茶会を開いたらお友達
翌日。
三成に教えられた、秀吉さんから与えられた部屋で目覚め、今日の予定を思い出す。まだ早い時間だが、日々の日課をこなすにはいい時間な夜明け前。少しでも夜目に慣れないといけない。この時代では合戦は昼夜関係ないのだから。
「…はっ!…せい!」
持ってきておいた木刀で素振り。剣道なんて随分前にやったくらいだと思う。確か二段を取って止めたんだっけ。

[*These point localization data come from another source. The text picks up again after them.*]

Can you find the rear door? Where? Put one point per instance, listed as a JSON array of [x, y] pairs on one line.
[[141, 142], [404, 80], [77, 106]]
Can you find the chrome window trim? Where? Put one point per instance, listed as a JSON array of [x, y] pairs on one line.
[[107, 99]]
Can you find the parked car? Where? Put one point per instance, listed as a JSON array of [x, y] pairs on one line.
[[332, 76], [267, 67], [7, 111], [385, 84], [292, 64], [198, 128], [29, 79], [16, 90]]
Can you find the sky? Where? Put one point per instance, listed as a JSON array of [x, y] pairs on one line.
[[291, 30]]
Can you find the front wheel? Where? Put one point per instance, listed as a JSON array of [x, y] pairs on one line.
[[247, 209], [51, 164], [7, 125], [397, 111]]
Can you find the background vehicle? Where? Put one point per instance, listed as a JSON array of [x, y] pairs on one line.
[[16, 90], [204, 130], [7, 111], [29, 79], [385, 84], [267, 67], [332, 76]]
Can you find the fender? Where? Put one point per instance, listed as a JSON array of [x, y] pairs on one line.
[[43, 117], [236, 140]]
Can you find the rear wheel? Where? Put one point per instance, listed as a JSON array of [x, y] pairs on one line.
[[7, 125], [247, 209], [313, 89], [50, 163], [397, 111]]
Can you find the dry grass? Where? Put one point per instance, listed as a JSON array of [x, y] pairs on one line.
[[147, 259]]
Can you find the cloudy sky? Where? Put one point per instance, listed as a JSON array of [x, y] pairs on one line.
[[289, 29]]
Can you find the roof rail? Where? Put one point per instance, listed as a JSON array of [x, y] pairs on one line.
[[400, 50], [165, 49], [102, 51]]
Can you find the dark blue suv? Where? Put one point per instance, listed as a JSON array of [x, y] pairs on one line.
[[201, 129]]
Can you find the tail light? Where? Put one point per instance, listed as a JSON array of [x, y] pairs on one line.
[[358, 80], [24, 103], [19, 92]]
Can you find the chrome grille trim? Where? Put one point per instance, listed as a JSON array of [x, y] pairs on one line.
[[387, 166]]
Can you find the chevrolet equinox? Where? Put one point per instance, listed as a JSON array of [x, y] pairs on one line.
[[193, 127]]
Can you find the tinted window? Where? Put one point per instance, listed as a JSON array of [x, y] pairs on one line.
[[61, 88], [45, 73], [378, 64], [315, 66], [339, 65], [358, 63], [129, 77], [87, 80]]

小姓だからと安心しきっていると、側に誰かの気配がした。俺はただの小姓ですよ!殺しても何の価値もないよ!
「お主、ここで何をしておる」
「うわぁっ!び、びっくりした…!」
「…そんなことで大丈夫なのか?」
マジでヒビッた…。集中し過ぎっていうのも考え物ですね。これが又五郎とかだったら大丈夫なんだろうけど。俺なんてまだまだ。
で、急に話しかけてきたその人。髪型からして小姓のようだが。
筋肉隆々!
「ひ、日々の日課をこなしておりました…」
「そうだったのか。わしも今からするつもりだ。もう一人、後から来ると思うぞ」
「はい。ああ、申し遅れました。私は長尾景勝様が小姓、樋口与六と申します」
「わしも小姓だ。秀吉様が小姓、市松という。敬語はいらん」
「ああ。では遠慮なく」
わあ!いい人!市松って後の福島正則だったよな。こんな人に忠誠を誓って貰えてるのに、関ヶ原では東軍かよ!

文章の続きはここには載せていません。